Heineken Lao Brewery (HLB), previously known as Lao Asia Pacific Breweries, is a producer of beer in Laos and is based in Vientiane. It is the second brewer to be granted a beer investment license by the Government of Laos. The company was known as Lao Asia Pacific Breweries (LAPB) prior to March 2017.

==History==
Heineken Lao Brewery is a joint-venture between Heineken Asia Pacific (68%), the Government of Laos (25%) and SBK Consultant Ltd (7%).
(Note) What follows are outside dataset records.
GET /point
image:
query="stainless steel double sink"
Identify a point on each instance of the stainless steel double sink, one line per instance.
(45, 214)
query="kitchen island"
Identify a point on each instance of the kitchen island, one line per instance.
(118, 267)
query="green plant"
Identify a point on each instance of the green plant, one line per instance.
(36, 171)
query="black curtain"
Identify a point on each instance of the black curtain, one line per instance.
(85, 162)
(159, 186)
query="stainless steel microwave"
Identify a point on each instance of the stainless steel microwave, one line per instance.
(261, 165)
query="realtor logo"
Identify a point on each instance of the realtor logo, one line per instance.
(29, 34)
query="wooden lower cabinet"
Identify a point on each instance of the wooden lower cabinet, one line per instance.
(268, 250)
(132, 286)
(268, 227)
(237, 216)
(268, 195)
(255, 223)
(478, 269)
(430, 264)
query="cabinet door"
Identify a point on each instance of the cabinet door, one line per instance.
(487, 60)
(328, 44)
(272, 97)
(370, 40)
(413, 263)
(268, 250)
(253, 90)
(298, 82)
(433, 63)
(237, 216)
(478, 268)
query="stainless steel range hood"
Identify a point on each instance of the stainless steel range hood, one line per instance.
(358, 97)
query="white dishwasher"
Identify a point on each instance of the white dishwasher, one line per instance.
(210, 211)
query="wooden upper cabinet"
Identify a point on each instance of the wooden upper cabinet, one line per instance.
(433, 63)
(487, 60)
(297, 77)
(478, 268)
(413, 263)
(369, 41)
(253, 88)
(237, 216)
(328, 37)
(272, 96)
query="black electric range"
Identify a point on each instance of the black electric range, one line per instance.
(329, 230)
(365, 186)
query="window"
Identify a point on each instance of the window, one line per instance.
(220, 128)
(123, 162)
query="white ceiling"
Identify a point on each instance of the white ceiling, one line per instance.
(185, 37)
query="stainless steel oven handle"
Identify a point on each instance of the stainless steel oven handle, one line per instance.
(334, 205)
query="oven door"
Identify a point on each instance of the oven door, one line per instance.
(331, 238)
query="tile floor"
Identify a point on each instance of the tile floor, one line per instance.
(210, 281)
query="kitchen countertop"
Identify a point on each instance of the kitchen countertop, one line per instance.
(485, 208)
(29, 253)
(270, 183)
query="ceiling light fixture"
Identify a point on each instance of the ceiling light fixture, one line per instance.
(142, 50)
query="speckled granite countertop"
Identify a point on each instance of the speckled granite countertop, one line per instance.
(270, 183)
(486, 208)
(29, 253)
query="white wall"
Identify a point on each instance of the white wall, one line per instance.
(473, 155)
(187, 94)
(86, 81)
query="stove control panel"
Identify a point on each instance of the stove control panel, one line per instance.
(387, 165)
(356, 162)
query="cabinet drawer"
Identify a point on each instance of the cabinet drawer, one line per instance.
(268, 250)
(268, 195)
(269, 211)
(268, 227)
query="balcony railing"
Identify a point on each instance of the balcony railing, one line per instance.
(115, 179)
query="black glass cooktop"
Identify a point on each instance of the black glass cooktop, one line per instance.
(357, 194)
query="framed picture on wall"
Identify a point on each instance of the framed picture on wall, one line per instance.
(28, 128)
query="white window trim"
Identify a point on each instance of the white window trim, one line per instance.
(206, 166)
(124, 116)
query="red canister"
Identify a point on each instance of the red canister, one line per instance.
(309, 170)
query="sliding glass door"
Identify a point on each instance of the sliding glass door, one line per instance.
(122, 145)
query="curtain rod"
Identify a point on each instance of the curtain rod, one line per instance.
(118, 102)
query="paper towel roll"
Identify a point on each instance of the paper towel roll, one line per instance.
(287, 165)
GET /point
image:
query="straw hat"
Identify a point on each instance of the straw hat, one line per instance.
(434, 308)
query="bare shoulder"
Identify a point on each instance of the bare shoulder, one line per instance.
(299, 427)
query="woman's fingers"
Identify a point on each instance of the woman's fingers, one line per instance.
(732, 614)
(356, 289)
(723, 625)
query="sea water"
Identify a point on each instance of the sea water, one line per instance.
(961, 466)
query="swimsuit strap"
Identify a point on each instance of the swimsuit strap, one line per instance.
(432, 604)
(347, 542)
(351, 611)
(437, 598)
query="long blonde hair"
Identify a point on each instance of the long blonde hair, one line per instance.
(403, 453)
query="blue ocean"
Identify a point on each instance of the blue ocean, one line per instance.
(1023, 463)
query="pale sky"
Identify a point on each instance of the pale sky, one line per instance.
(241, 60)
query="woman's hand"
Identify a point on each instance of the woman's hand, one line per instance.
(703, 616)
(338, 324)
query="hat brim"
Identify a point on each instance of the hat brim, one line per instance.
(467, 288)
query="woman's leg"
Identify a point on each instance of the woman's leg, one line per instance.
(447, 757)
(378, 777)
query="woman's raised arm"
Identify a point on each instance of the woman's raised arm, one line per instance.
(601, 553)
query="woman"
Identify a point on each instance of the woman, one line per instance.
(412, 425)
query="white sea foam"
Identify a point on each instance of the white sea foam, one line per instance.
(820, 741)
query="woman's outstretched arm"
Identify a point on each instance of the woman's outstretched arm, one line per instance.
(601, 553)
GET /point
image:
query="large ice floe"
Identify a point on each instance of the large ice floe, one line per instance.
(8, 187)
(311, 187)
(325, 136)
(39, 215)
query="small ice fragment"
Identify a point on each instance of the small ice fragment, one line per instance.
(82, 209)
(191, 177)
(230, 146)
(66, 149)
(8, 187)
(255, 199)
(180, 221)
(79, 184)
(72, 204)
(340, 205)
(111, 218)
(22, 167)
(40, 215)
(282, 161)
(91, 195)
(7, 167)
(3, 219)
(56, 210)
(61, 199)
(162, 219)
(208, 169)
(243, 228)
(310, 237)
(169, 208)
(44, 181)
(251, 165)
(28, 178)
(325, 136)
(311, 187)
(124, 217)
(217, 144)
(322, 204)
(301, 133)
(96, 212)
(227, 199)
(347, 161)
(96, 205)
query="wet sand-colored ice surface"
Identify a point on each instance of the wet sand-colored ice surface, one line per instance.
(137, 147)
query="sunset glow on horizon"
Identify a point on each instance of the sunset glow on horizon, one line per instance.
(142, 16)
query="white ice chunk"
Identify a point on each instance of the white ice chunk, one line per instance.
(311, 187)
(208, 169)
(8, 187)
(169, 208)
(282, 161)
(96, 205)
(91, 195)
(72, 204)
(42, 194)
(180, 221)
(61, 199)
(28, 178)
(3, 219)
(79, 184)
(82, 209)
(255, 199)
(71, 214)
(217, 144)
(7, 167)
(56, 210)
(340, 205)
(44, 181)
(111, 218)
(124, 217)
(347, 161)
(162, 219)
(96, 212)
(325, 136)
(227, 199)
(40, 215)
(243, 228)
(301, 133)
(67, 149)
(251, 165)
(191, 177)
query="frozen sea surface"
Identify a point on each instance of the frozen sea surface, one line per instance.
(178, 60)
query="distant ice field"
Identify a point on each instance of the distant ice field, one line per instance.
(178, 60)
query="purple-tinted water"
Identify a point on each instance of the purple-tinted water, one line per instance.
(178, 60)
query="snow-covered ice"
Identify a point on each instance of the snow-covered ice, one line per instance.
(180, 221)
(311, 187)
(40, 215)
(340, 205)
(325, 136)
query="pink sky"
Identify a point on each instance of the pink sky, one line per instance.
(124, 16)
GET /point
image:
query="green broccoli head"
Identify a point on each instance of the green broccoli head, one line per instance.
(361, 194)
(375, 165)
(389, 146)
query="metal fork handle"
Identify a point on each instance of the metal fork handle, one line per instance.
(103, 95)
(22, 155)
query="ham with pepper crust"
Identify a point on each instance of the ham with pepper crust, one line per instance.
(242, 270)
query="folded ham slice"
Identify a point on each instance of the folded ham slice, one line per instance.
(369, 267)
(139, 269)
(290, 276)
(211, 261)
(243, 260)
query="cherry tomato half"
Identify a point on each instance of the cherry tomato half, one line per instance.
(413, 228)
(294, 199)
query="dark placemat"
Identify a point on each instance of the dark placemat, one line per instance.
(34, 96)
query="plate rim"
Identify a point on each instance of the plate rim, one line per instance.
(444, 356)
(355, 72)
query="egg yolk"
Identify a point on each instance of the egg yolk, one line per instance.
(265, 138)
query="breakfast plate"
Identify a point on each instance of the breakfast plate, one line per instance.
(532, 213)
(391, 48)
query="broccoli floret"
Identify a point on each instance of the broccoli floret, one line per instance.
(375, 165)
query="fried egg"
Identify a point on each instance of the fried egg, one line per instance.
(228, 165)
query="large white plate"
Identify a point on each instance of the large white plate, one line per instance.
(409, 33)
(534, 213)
It opened its first brewery on 12 March 2008, at a cost of €23 million, with an initial capacity of 300,000 hectolitres per annum. The brewery was officially opened by Singapore’s Deputy Prime Minister and Minister for Home Affairs and Lao’s Deputy Prime Minister and Chairman State Control Commission.

==Products==
The company currently produces and distributes four beers, Heineken, Tiger Beer, Namkhong and Namkhong Special.

=== Heineken ===
Heineken (5% ABV) is available in 330ml and 500ml cans, 330ml bottles as well as 640ml bottles and brew under a license from its parent company. It is commonly seen in premium restaurants and western bars in the urban areas of Laos and gaining popularity amongst the young drinkers.

=== Tiger Beer ===
Tiger Beer, a 5% ABV bottled pale lager originally from Singapore, is sold in 640ml bottles and draught.

=== Namkhong Beer ===
Namkhong Beer (5% ABV) was launched in Laos as the second local beer brand in Laos in 2008 and sold in 330ml cans, 640ml bottles and draught. Namkhong Beer has been awarded the Gold Quality Award in 2011 and 2013 at the Monde Selection, International Institute for Quality Selections founded in Brussels, the capital of Belgium. In 2016, Namkhong Beer announced a new value proposition and sells at less than USD 8 for a crate of twelve 640ml bottles.

=== Namkhong Special ===
In 2014, Namkhong Special (5% ABV) was launched with only 640ml bottles. Namkhong Special is a beer brewed with black rice, which is seen as a nutritious and premium type of rice in Laos. The beer is commonly known as "Beer Khao Khum" which means "Black Rice Beer" in Lao. In 2015, Namkhong Special was awarded with a Silver Award in the Monde Selection quality awards.